Ajudar um idoso

Ontem fiquei muito sensibilizado com a história dum idoso português e estou a pensar acerca da possibilidade de lançar uma iniciativa, possivelmente uma recolha de fundos ou de roupa.

Mas eis os pormenores.

Aníbal António Cavaco Silva nasce em Boliqueime, uma desolada aldeia algarvia, no longínquo 1939.

Filho de Teodoro Gonçalves da Silva e de Maria do Nascimento Cavaco, aí cresce enquanto o pai tenta vender frutos secos e combustíveis: por isso o aquecimento nunca falta, mas o jantar é sempre cascas de nozes grelhadas.

O jovem Aníbal decide abandonar o anonimado da pequena aldeia e frequenta a Escola Técnica Elementar em Faro, localidade que dista uns trinta quilómetros e que o pobre Aníbal possivelmente alcança após marcha forçada diária.

Caminha hoje, caminha amanhã, o pobre Aníbal um dia repara ter chegado até Lisboa e para não desperdiçar a sola dos sapatos (feitas de casca de noz cozida), decide frequentar outro instituto, o Curso de Contabilidade do Instituto Comercial de Lisboa; e em 1963 casa com Maria Alves da Silva, uma pobre estudante de filologia germânica.

Sucessivamente o jovem Aníbal cumpre o serviço militar obrigatório e é enviado para Moçambique. Voltado de África, o pobre Aníbal consegue encontrar alguns trabalhos na capital, mas são todos empregos de escasso valor e mal remunerados: investigador da Fundação Gulbenkian, director do Departamento de Estatística e Estudos Económicos do Banco de Portugal, vogal da Faculdade de Economia da Universidade Nova de Lisboa, docente na Universidade Católica Portuguesa.

Mas o dinheiro continua a faltar: apesar do trabalho, o casal Cavaco Silva vive numa condição próxima da indigência e Aníbal, desesperado, decide tentar a sorte entrando no pérfido mundo da política. Ministro das Finanças, deputado, presidente da Assembleia Distrital de Lisboa pelo Partido Social Democrata, líder do partido em 1985, finalmente Aníbal chega a ser nomeado Primeiro Ministro e o casal parece ter assim encontrado um mínimo de estabilidade económica.


Mas é uma Primavera de curta duração: após dez anos ao longo dos quais o País consegue aumentar a dívida pública como nunca tinha acontecido antes (e depois, diga-se), perante a contestação social (“deixem-me trabalhar!” é uma das frases do pobre Aníbal tornadas famosas) e os chumbos do Tribunal de Contas, a família Cavaco Silva precipita nas trevas do desemprego. Voltam as cascas de noz grelhadas.

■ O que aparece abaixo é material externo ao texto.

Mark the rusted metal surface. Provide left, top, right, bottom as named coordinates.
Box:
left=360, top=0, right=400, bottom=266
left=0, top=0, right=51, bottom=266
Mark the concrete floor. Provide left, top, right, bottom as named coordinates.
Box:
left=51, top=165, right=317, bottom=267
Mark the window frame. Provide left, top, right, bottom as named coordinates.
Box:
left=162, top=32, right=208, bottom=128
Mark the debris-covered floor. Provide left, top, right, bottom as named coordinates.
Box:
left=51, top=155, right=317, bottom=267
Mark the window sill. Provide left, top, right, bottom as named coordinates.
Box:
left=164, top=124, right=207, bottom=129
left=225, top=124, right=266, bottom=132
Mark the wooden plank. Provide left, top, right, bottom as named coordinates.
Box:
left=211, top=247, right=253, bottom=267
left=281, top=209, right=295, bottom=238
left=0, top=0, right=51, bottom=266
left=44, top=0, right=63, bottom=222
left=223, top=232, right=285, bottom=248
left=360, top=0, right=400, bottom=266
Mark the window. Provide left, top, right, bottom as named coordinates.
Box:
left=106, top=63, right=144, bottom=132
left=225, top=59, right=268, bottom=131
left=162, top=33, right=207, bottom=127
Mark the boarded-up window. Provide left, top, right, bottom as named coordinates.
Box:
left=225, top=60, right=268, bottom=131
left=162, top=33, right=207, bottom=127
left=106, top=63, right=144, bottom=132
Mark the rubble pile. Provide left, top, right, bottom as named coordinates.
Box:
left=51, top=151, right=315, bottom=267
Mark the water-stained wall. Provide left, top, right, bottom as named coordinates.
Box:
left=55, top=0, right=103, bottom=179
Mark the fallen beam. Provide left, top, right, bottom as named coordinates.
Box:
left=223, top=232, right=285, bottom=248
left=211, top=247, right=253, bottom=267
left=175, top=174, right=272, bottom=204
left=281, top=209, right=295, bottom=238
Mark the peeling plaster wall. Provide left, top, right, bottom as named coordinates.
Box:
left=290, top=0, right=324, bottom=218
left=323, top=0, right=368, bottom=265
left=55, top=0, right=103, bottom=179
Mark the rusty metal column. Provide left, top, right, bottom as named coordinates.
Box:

Aníbal não se rende: decide concorrer para o lugar de Presidente da República. E os Portugueses, comovidos perante esta figura de algarvio azarado mas que mesmo assim nunca dispensa do seu bom humor que enerva os outros, decidem premia-lo com a tão desejada eleição.

Mas também neste caso os sonhos são de curta duração: o cargo promete muito mas concede pouco. Feitas as contas, o casal Cavaco Silva soma as reformas do pobre Aníbal e aquela da pobre consorte Maria: pouco, muito pouco. E nessa altura Aníbal decide que o limite já foi ultrapassado.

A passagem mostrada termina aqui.